Besides, in the Senate, Senator Warren is stiffening the spines of her colleagues.

Warren has become a hero to many Americans (including this one) and one of the reasons for that, in my view, is her uncanny ability to explain complex realities in language that everyone can understand.

During her Senate campaign, her defense of taxation–really, a defense of the social contract–went viral, and is still being widely quoted; more recently, she did it again.

Warren is, of course, famous for her attacks on too-big-to-fail banks.

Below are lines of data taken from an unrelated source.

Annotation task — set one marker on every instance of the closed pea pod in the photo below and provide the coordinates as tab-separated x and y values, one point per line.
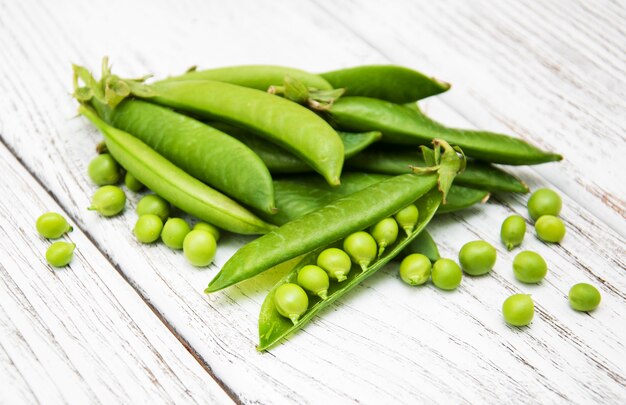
179	188
408	126
385	233
52	225
314	279
512	231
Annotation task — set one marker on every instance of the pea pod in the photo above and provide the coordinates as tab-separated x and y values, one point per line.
408	126
335	221
279	160
389	159
259	77
202	151
290	125
299	195
386	82
273	327
175	185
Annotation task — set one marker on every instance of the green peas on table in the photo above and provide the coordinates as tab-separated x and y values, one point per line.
315	280
407	218
60	254
518	310
132	183
52	225
291	301
584	297
336	262
550	229
174	232
446	274
153	204
415	269
529	267
385	233
512	231
477	257
209	228
199	248
104	170
544	202
148	228
361	247
108	201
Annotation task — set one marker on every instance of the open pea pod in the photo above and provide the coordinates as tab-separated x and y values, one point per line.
273	327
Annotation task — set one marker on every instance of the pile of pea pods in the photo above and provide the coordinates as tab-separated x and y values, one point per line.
340	173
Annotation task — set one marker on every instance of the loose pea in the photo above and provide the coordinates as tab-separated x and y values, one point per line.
60	254
153	204
361	247
174	232
446	274
529	267
550	229
132	183
518	310
544	202
209	228
108	201
52	225
148	228
199	248
291	301
315	280
104	170
584	297
477	257
385	233
407	218
415	269
512	231
336	262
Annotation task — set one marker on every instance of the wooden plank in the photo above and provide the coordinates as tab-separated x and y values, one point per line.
79	334
385	342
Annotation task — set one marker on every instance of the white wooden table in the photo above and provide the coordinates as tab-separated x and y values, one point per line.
129	323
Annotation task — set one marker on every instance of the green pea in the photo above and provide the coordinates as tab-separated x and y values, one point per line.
415	269
529	267
512	231
104	170
477	257
291	301
361	247
407	218
52	225
108	201
315	280
550	229
60	254
209	228
148	228
199	248
336	262
153	204
446	274
174	232
385	233
584	297
544	202
132	183
518	310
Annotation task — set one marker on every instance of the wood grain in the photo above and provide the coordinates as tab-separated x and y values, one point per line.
79	334
386	342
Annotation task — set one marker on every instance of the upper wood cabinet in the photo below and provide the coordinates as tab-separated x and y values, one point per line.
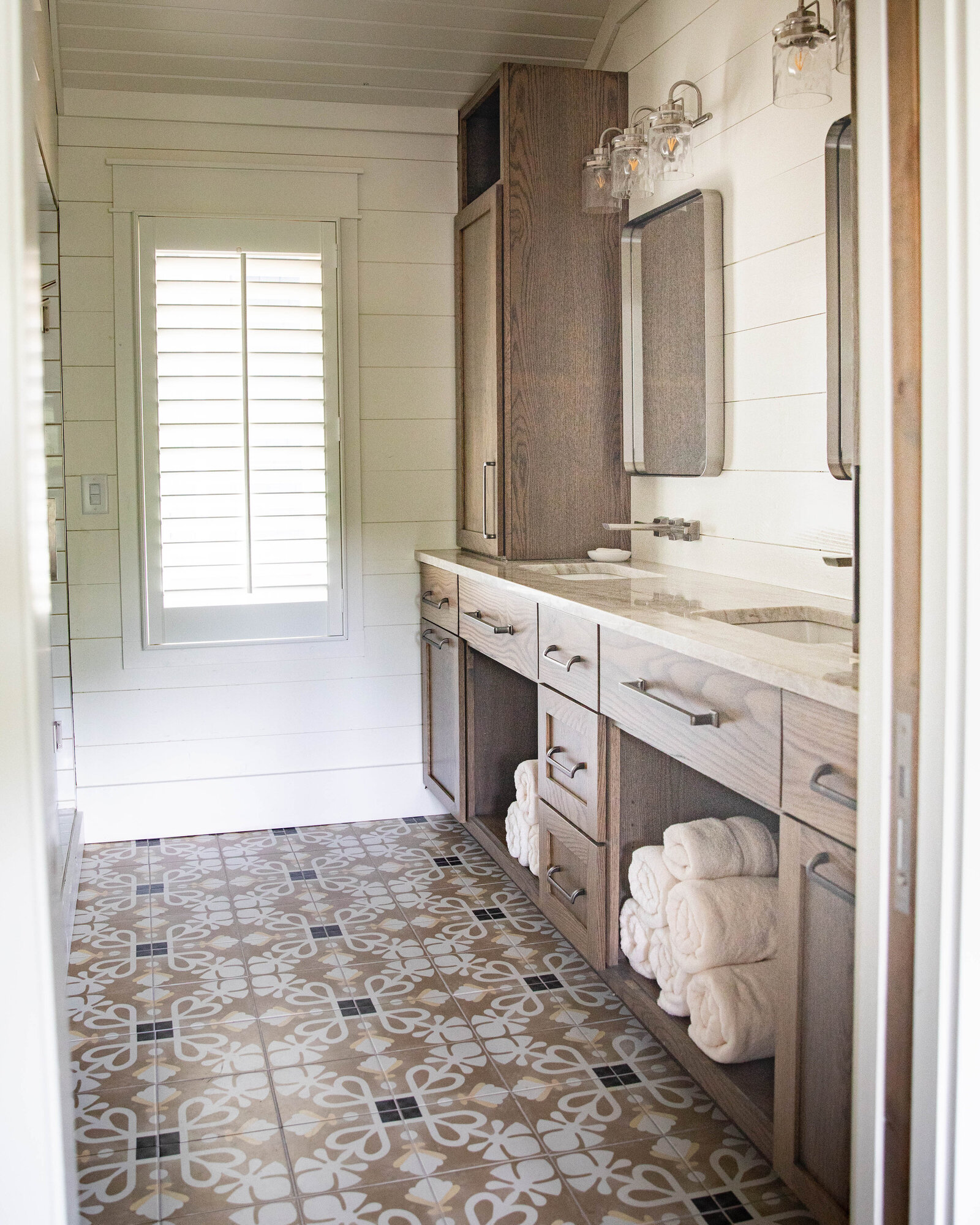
540	379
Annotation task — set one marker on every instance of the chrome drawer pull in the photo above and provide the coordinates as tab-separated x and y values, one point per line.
487	464
829	792
562	663
814	875
476	616
571	897
709	720
558	765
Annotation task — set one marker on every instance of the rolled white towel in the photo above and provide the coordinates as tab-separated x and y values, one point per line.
733	1012
535	851
722	923
711	848
526	781
636	933
651	881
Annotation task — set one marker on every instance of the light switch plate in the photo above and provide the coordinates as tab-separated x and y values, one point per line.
95	496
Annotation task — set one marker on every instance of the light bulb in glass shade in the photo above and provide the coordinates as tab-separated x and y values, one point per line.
803	61
630	166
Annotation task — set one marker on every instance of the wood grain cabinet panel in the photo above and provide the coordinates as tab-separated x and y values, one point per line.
725	726
443	712
439	597
574	885
500	624
812	1135
820	766
571	761
569	655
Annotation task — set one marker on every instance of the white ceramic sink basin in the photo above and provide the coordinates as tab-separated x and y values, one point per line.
595	571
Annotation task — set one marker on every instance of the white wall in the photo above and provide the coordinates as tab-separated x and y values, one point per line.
179	750
776	509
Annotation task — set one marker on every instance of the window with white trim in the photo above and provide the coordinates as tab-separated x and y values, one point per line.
241	429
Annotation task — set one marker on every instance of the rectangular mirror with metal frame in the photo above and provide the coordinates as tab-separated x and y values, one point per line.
673	340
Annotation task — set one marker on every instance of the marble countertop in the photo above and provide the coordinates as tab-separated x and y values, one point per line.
671	607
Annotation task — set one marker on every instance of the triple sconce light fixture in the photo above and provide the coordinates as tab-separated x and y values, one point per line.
658	145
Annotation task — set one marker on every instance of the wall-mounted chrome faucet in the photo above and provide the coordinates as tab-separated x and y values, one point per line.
673	530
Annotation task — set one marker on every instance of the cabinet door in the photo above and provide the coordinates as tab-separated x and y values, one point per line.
480	377
443	712
812	1133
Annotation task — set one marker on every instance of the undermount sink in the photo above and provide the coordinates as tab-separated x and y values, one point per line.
586	571
805	625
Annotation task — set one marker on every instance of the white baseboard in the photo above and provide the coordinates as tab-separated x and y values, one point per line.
224	805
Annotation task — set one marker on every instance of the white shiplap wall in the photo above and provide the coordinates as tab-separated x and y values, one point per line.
775	510
186	749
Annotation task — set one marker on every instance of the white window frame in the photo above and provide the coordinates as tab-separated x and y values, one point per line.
199	190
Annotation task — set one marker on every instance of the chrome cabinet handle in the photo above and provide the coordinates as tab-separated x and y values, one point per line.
814	875
829	792
562	663
487	464
709	720
571	897
565	770
477	616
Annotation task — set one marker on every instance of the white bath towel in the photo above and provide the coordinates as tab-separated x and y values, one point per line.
535	851
651	881
722	923
711	848
733	1012
671	978
636	929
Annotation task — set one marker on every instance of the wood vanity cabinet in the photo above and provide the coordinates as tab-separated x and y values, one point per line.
812	1133
443	714
540	431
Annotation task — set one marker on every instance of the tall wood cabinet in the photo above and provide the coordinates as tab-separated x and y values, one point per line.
540	429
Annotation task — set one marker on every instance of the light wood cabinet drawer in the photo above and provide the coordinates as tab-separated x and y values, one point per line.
439	597
725	726
573	885
820	766
500	625
569	655
571	761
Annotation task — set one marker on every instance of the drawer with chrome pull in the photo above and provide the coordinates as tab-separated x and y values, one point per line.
502	625
571	761
574	885
725	726
820	766
439	597
569	655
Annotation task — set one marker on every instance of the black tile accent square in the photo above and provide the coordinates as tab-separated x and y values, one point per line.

But in her address yesterday, entitled “Reigniting Competition in the American Economy,” she extended her critique to the entire economy, noting that, as a result of three decades of weakened federal antitrust regulation, virtually every industrial sector today—from airlines to telecom to agriculture to retail to social media—is under the control of a handful of oligopolistic corporations. This widespread consolidation is “hiding in plain sight all across the American economy,” she said, and “threatens our markets, threatens our economy, and threatens our democracy.”

Antitrust is one of those legal theories that can make citizens’ eyes glaze over. But–as Teddy Roosevelt understood, and economists and businesspeople have come to recognize–vigorous enforcement of antitrust rules is essential to the proper operation of markets. Without such regulation, we do not have the healthy competition that a capitalist system requires; instead, we have corporatism and corruption.

As the Washington Monthly put it, in a post describing Warren’s speech,

As our readers know, economic consolidation is a subject the Washington Monthly has long been obsessed with—see here, here, here, herehere, here, here, here, here, and here. In our current cover story, Barry Lynn (impresario of yesterday’s event) and Phil Longman argue that antitrust was the true legacy of the original American Populists and a vital, under-appreciated reason for the mass prosperity of mid-20th Century America. But this legacy, and the new Gilded Age economy that has resulted from its abandonment, is not a narrative most Americans have been told (one reason why even the “populist” candidates running president have shied away from it).

The Washington Monthly included the entire text of Warren’s speech. You should click through and read it. It’s not only a model of clarity; it’s a model of common sense.

Elizabeth Warren is the politician who really “tells it like it is.”